SIAPS has also established a recommended minimum level of antimalarial stock for areas where no cases occurred during the previous year. Should an outbreak occur, this minimum stock guarantees that treatment will be available to prevent or treat any potential future cases. Working with technical staff from six countries, SIAPS developed and validated criteria for planning, distributing, and managing antimalarial medicines in these low-incidence regions.

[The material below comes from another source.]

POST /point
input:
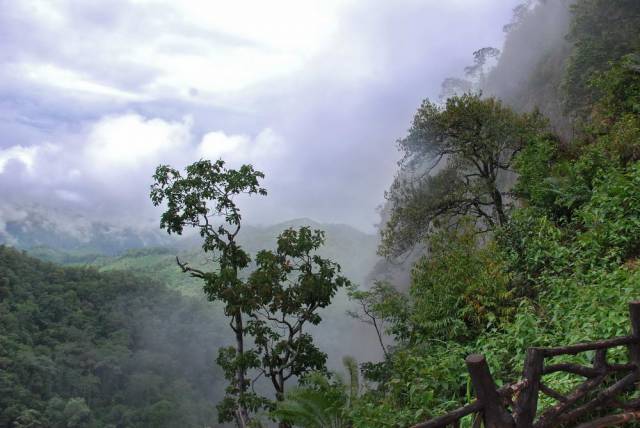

Additionally, in low-incidence areas the turnover of medicine stock is lower, meaning that medicines may need to be stored for a longer period of time than in higher incidence areas. In hot, humid conditions where the threat for malaria is greatest, longer storage times increase the risk that medicines are exposed to conditions that adversely affect the medicine quality and shelf life. As a result, SIAPS has created a set of low-cost solutions for primary care facilities to help lower the internal temperature in pharmacies, improve storage conditions, and extend the life of malaria medicines in tropical areas.

SIAPS has also worked to address isolated malaria hot spots in the Amazon region where the number of cases still remain high, despite a reduction in regional levels of malaria. The gold mining regions of Suriname, Guyana, and Brazil, for instance, continue to experience higher rates of malaria in part due to difficulties in accessing these hard-to-reach regions. Workers from the mines, typically the most at-risk group in these areas, may delay or avoid seeking treatment either because they are in the country illegally or because they fear missing a day of work. In 2013, SIAPS conducted a knowledge, attitudes, and practices (KAP) study to better understand the health-seeking behaviors among populations in Suriname’s gold mining region. Based on the results of the study, SIAPS helped to develop interventions to improve malaria treatment for this at-risk population.

While there has been a great deal of success in reducing the burden of malaria in the Americas, now is not the time to scale back interventions, but rather, to consider the challenges prompted by a drop in incidence and to learn from countries and regions that are already in the pre-elimination phase. By ensuring treatment availability in remote and hard-to-reach areas, improving storage conditions, and securing a reliable supply of medicines, SIAPS is working at the last mile of pharmaceutical management, to find the last cases, so that we can look forward to the day when malaria can be eliminated from the Americas.


[1] World Malaria Report 2013. Geneva: World Health Organization, 2013.